Gas bumi dinilai menjadi pilihan bagi Indonesia selama masa transisi energi sebelum beralih ke energi baru dan terbarukan (EBT). “Saat ini, kita masih berputar dengan fosil, suatu saat nanti akan ke zero emisi. Di antara fosil dan zero emisi ada di tengah-tengah itu dinamakan transisi. Masa transisi, energi fosil yang impact emisi terhadap environment-nya kecil atau minimum adalah gas bumi. Maka, gas menjadi pilihan yang harus kita gunakan selama masa transisi, sebelum nanti benar-benar beralih ke NRE (EBT),” kata Komisaris Utama PT PGN Tbk Arcandra Tahar dalam keterangannya di Jakarta, Menurut dia, gejolak geopolitik berpengaruh terhadap komoditas energi yakni minyak dan gas di dalam negeri. Dari sisi dalam negeri, lanjutnya, perlu mempersiapkan diri terhadap naik-turunnya harga komoditas dan bersiap dengan apa yang akan dikerjakan, salah satunya dengan memanfaatkan peluang di masa transisi energi menuju energi terbarukan.
Arcandra mengatakan gas bumi merupakan salah satu komoditas energi yang ikut berperan dalam mendorong ketahanan dan kemandirian energi Indonesia saat ini. Berbasis pada undang-undang dengan sumber daya alam (SDA) dapat dimanfaatkan sebesar-besarnya untuk kemakmuran rakyat, maka prinsip pengelolaan SDA harus diarahkan pada upaya untuk memperpanjang rantai pengolahan di dalam negeri agar kebermanfaatannya bagi rakyat semakin besar.

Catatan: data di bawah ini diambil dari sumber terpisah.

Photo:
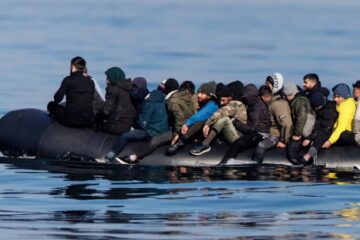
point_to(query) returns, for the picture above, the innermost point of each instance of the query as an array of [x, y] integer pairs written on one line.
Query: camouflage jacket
[[234, 109]]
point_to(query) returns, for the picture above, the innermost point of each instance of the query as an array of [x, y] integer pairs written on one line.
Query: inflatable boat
[[31, 133]]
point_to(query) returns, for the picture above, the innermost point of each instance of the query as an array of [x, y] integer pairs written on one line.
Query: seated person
[[221, 122], [152, 121], [189, 87], [138, 92], [356, 127], [79, 93], [180, 106], [281, 122], [303, 120], [255, 129], [326, 116], [206, 96], [118, 113], [346, 107]]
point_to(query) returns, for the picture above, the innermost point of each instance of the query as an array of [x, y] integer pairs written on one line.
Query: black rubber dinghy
[[32, 133]]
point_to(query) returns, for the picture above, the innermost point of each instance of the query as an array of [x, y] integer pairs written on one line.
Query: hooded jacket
[[300, 110], [180, 108], [79, 92], [344, 122], [258, 115], [325, 119], [153, 115], [118, 109], [281, 123]]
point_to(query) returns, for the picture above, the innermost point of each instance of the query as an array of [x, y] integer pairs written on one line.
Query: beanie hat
[[224, 91], [170, 85], [290, 88], [276, 80], [342, 90], [317, 99], [208, 88], [115, 74], [140, 82]]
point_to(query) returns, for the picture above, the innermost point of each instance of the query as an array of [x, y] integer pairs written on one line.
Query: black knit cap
[[171, 84]]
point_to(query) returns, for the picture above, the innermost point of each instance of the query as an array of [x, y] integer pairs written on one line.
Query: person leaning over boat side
[[303, 120], [346, 106], [256, 128], [118, 113], [356, 127], [99, 99], [281, 123], [206, 96], [138, 92], [221, 122], [152, 121], [79, 93], [189, 87], [326, 116]]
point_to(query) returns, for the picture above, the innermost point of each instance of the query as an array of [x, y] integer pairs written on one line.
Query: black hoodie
[[257, 111]]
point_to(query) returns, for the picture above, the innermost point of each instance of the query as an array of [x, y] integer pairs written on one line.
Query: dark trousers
[[293, 150], [245, 142], [131, 136], [346, 138], [154, 143]]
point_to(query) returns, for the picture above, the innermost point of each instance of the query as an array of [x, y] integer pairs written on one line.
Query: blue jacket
[[153, 116], [203, 114]]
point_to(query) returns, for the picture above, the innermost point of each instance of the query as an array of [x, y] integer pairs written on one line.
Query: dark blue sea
[[188, 40]]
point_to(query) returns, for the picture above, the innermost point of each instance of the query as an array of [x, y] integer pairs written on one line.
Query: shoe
[[121, 161], [199, 150], [173, 149]]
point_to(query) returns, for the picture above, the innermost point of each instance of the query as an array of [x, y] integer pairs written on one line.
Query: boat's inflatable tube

“Gas dapat diolah menjadi LNG, bisa saja dalam bentuk petrochemical atau pupuk, itu rantainya (pengolahannya) sudah panjang. Apalagi petrochemical, produk turunannya semakin banyak lagi. Semakin banyak turunannya, maka harganya akan semakin tinggi dan kebermanfaatannya juga semakin tinggi. Prinsip itu yang harus kita kembangkan, sehingga lapangan kerja tercipta dan pertumbuhan ekonomi kian merata ke daerah-daerah,” jelasnya.
Di sisi lain, menurut dia, pembangunan industri manufaktur akan meningkat yang memungkinkan kebutuhan komoditas energi juga meningkat. Umumnya gas menggunakan pipa ke industri yang membutuhkan atau bisa juga diubah menjadi LNG yang saat ini sudah berfungsi sebagai komoditas dan bisa diperjualbelikan. “Menurut hemat saya, transisi energi, lebih kepada local wisdom. Eropa mati-matian dengan wind, karena memang anginnya kencang di sana. Di Timur Tengah menggunakan Matahari. Indonesia, (local wisdom) apa yang kita punya untuk renewable energy. Dari sisi kebijakan, pemerintah sekarang sudah memikirkan dengan matang termasuk dalam hal pemanfaatan gas di masa transisi,” ujarnya.